Nvidia hat seit seiner Gründung in einem Denny’s-Diner eine bemerkenswerte Entwicklung hingelegt und dominiert heute das Geschäft mit generativer künstlicher Intelligenz. Am 23. Mai erlebte das Unternehmen seinen „iPhone-Moment“, als die Ergebnisse des ersten Quartals 2024 sämtliche Erwartungen übertrafen. AMD hingegen spielte jahrzehntelang eher die zweite Geige – erst hinter Intel, später hinter Nvidia.
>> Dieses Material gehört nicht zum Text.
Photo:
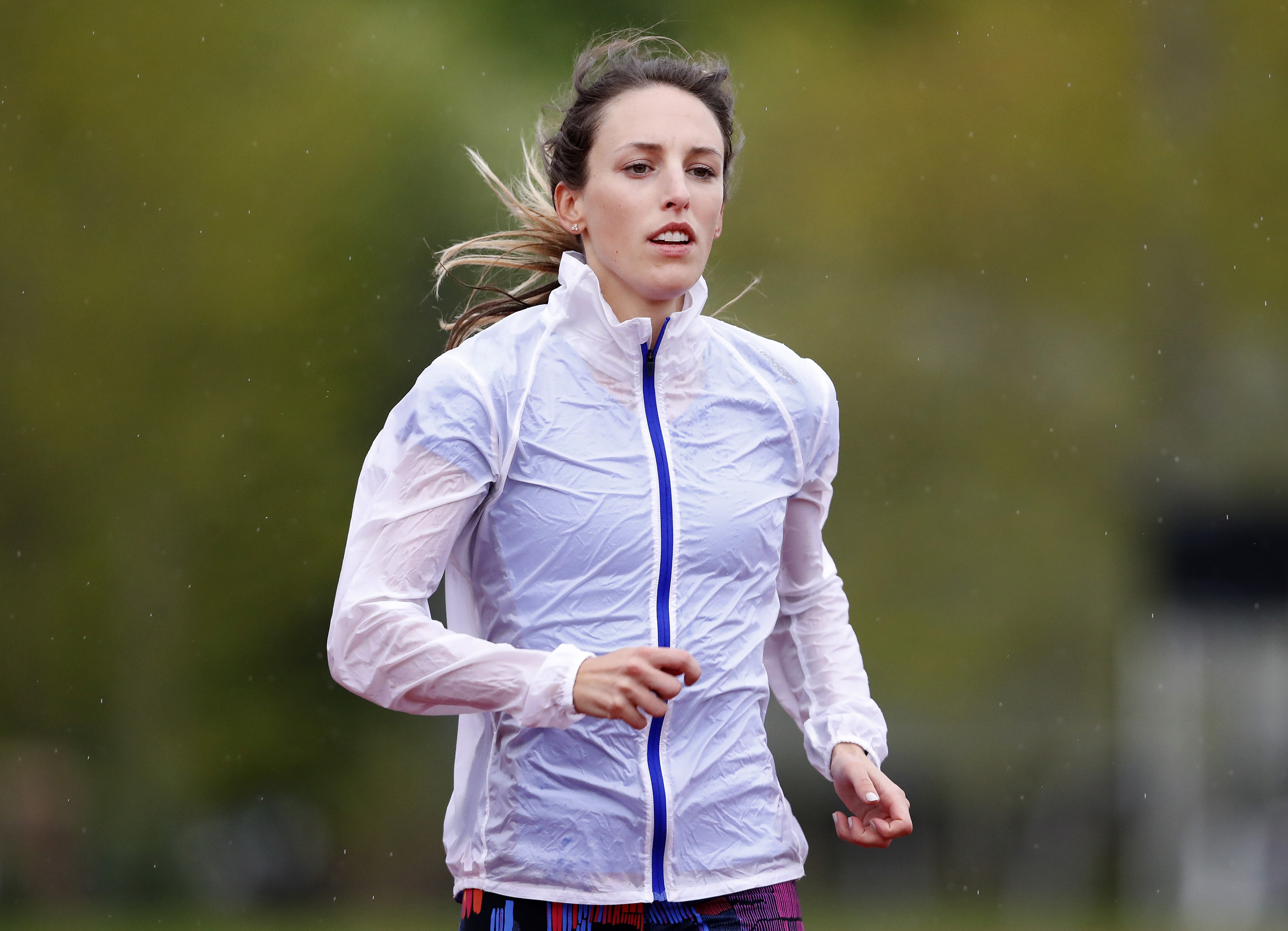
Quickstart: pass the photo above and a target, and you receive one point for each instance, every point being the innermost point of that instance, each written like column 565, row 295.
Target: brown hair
column 606, row 70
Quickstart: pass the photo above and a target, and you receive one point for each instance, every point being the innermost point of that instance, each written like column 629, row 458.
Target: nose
column 677, row 190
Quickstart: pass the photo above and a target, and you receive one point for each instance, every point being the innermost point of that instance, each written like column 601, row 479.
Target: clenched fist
column 625, row 682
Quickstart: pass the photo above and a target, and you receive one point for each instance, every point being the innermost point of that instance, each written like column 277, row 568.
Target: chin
column 668, row 284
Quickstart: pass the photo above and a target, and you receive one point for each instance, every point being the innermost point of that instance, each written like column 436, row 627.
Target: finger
column 623, row 709
column 642, row 698
column 856, row 831
column 898, row 821
column 678, row 663
column 661, row 683
column 867, row 792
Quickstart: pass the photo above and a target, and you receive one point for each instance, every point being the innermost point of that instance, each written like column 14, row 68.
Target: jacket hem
column 524, row 890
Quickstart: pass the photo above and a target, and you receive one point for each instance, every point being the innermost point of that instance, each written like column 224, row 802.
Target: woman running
column 628, row 500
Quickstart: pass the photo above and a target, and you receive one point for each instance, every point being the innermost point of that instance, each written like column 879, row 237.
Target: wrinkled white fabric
column 524, row 467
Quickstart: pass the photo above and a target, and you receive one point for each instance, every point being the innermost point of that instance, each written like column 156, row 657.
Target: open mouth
column 673, row 235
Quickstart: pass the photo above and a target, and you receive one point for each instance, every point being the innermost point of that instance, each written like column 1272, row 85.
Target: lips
column 674, row 239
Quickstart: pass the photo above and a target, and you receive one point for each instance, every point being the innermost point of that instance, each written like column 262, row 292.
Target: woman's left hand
column 880, row 808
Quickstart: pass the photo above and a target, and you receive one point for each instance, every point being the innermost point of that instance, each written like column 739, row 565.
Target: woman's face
column 654, row 200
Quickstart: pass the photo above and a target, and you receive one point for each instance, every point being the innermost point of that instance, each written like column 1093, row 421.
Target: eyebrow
column 659, row 147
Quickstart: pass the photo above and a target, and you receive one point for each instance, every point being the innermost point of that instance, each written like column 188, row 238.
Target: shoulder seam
column 778, row 402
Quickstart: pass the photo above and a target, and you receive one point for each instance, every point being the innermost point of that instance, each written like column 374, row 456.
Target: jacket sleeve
column 423, row 481
column 816, row 669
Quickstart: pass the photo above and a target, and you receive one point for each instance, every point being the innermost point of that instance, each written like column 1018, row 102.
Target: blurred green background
column 1039, row 248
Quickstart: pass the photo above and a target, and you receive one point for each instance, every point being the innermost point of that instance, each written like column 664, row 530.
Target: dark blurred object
column 40, row 835
column 1203, row 725
column 1236, row 559
column 267, row 853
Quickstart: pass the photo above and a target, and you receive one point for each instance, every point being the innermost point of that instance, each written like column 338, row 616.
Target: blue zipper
column 664, row 607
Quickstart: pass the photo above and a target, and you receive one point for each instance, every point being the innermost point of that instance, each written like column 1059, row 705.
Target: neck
column 627, row 303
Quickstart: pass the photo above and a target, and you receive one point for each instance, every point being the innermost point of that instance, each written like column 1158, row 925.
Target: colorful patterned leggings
column 770, row 908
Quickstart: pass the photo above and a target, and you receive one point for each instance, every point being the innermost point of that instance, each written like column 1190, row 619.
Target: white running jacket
column 583, row 495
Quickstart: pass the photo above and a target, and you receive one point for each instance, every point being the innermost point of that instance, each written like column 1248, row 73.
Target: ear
column 568, row 208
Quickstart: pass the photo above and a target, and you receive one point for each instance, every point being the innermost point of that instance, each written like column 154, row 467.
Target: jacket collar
column 589, row 323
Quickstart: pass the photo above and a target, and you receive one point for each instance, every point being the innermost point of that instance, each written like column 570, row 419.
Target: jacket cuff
column 549, row 700
column 824, row 734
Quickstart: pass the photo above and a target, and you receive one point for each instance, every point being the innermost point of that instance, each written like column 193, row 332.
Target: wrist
column 844, row 752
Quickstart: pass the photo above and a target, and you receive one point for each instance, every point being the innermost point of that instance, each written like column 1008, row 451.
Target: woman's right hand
column 625, row 682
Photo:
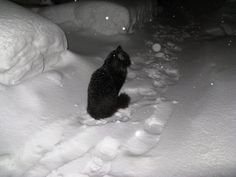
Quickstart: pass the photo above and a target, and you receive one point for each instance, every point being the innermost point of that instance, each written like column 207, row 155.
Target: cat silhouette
column 104, row 98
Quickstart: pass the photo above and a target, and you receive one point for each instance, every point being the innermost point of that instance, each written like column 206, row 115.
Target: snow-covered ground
column 181, row 120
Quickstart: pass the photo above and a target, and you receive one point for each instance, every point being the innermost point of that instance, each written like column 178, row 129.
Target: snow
column 100, row 16
column 186, row 124
column 29, row 44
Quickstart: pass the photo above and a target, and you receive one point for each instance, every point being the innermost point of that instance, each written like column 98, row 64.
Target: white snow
column 29, row 44
column 171, row 128
column 100, row 16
Doch unter CEO Lisa Su hat sich der Konzern tiefgreifend gewandelt und greift nun nach Marktanteilen im lukrativsten Segment der Branche. Nach einem Überblick über Marktumfeld und Unternehmen folgt eine Analyse zentraler Kennzahlen sowie der Bewertung über das Kurs-Gewinn-Verhältnis.

Der expandierende KI-Markt

Die Vorteile von KI-Anwendungen sind Nutzern von Tools wie Gemini, ChatGPT oder Perplexity längst bewusst, doch das größte Marktpotenzial liegt in der Unternehmenswelt. Eine Studie von Morgan Stanley sieht Kostensenkungspotenziale von rund 38 Billionen Dollar durch KI-Adaption. Für Unternehmen gilt zunehmend das Motto: Wer keinen Platz am Tisch hat, landet auf der Speisekarte – denn zahlreiche Tätigkeiten stehen zur Disposition.

Der Markt für KI-Chips umfasst derzeit rund 94,5 Milliarden Dollar, mit einer Wachstumsrate von 29 Prozent. Dieser Wert ist in den letzten Jahren kontinuierlich gestiegen. Während verschiedene Institute große Marktvolumina prognostizieren, ragt AMD mit besonders optimistischen Zahlen heraus, die jedoch als wenig realistisch gelten.

Der „AI Bubble“-Diskurs

Die Debatte über eine mögliche KI-Blase nimmt zu, doch technologische Revolutionen waren historisch stets von Spekulationsphasen begleitet. Kurzfristig wird Nachfrage überschätzt, Infrastruktur entsteht oft mit Fremdkapital, und Anleger erhöhen ihre Risiken – ein Muster, das sich immer wiederholt.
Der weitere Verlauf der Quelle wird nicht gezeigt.